SAN FRANCISCO (Reuters) - Stockton, California’s city council voted on Tuesday night to put a measure increasing the city’s sales tax on the November ballot to raise revenue to help the city exit from bankruptcy and to increase spending on public safety.
The vote came more than a year after the city of roughly 300,000 residents in California’s Central Valley became the biggest U.S. city to file for bankruptcy protection from its creditors.
If Stockton’s voters approve the measure, it would go into effect next April and lift their sales tax to 9 percent from 8.25 percent to raise more than $300 million over 10 years, according to City Manager Bob Deis’ office.
Roughly a third of the new revenue would go to help Stockton exit from bankruptcy and the rest would go to public safety programs and to hire 120 new police officers.
“This is a win-win for everybody,” said City Council member Michael Tubbs before the council’s vote.
Mayor Anthony Silva criticized the measure, saying he had concerns about how its revenue would be used as intended by future city leaders. But he joined the council’s six other members in putting on the November 5 ballot.
The tax measure can be included in Stockton’s plan to adjust its debt, the next hurdle for the city’s effort to restructure its finances, said Michael Sweet, a lawyer with Fox Rothschild in San Francisco who helps municipalities repair their finances.
“It sends a message to the intended audience that the city is working on a global approach,” said Sweet.
That audience is U.S. Bankruptcy Judge Christopher Klein, who so far in Stockton’s case has overseen disputes over spending the city wants to cut, notably cuts in payments to its so-called capital markets creditors.
Klein ruled in April that Stockton could proceed with a plan to adjust its debts, a blow to bond insurers Assured Guaranty and National Public Finance Guarantee. They have led the court challenge to Stockton’s bankruptcy and have tried to block the city’s plan to keep paying into the state pension fund while forcing losses onto bondholders.
Klein has said the issue of pension payments, which the U.S. municipal debt market is watching closely, may be reviewed after Stockton files its plan to adjust its debt. The city aims to file the plan with him in September.
Stockton has said it is preserving pensions to retain and recruit city employees, adding that its workers have already suffered job and pay cuts due to its tattered finances.
With revenue plunging as its housing market crashed, Stockton cut $90 million in spending from 2008 to last year. That included cuts to police while crime jumped and put Stockton on the FBI’s list of the 10 most dangerous U.S. cities.
Concerned deeper cuts would endanger public safety, Stockton’s city council last year approved a bankruptcy filing, hoping it would help them win concessions from its employee unions and creditors to help bolster its finances.

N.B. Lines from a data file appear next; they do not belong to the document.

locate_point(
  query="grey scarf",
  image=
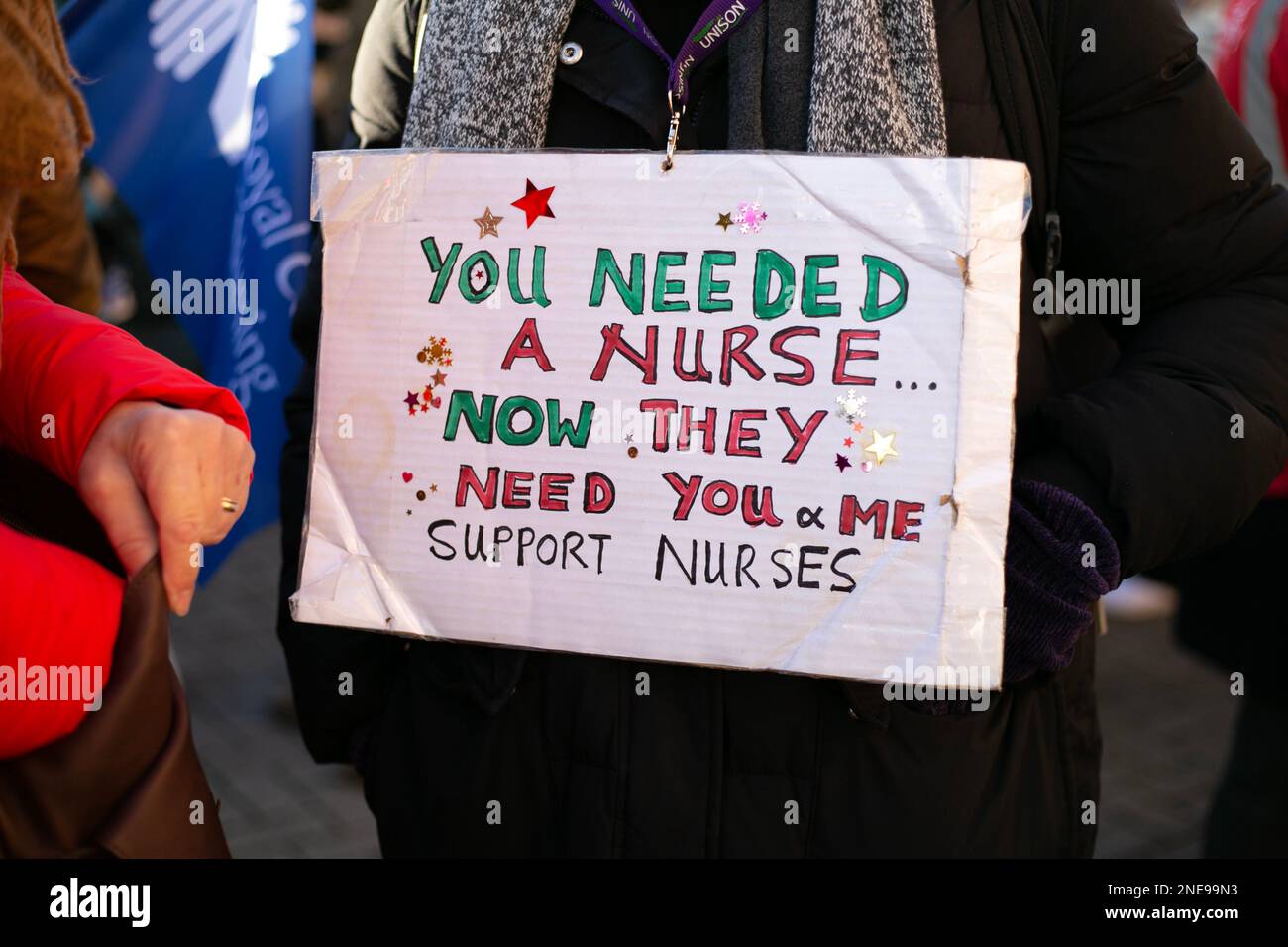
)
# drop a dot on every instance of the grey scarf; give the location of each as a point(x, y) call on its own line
point(487, 69)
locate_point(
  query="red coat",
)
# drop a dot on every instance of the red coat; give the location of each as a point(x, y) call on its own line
point(56, 607)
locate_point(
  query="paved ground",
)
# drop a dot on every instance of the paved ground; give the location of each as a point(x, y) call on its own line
point(1166, 719)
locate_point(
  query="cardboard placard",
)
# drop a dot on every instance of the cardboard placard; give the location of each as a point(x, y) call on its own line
point(755, 412)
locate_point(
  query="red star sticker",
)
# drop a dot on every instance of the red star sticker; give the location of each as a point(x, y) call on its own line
point(535, 202)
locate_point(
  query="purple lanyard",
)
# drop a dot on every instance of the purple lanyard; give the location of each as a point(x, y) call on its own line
point(707, 35)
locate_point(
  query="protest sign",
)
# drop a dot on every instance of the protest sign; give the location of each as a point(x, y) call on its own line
point(752, 412)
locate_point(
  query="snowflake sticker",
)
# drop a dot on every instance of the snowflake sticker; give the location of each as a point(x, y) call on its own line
point(850, 406)
point(750, 217)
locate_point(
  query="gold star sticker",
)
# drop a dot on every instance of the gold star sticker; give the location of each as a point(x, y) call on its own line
point(487, 223)
point(881, 446)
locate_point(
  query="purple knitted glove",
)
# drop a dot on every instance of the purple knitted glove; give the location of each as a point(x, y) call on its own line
point(1050, 594)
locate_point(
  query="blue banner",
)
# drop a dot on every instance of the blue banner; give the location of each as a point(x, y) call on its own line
point(202, 119)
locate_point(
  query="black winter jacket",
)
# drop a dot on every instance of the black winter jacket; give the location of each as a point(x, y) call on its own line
point(1134, 420)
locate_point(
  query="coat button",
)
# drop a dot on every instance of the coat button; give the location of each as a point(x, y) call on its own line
point(570, 53)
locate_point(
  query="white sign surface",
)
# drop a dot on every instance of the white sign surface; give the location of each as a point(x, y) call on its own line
point(755, 412)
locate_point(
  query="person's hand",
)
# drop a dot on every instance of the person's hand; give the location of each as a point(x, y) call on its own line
point(158, 476)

The city’s unions have agreed to concessions and representatives for retired city workers recently agreed to accept a modest $5.1 million from the city to settle disputes over the loss of their subsidized medical coverage.
Stockton and its capital markets creditors are in confidential talks even as they prepare for the next round of litigation over the city’s debt-adjustment plan. Klein may accept or reject it.
Stockton’s city council last month adopted a $159.5 million general fund budget for the fiscal year that began on July 1. The spending plan is balanced by eliminating $12.6 million in payments to creditors along with $9.9 million in subsidies for retired city employees’ health care.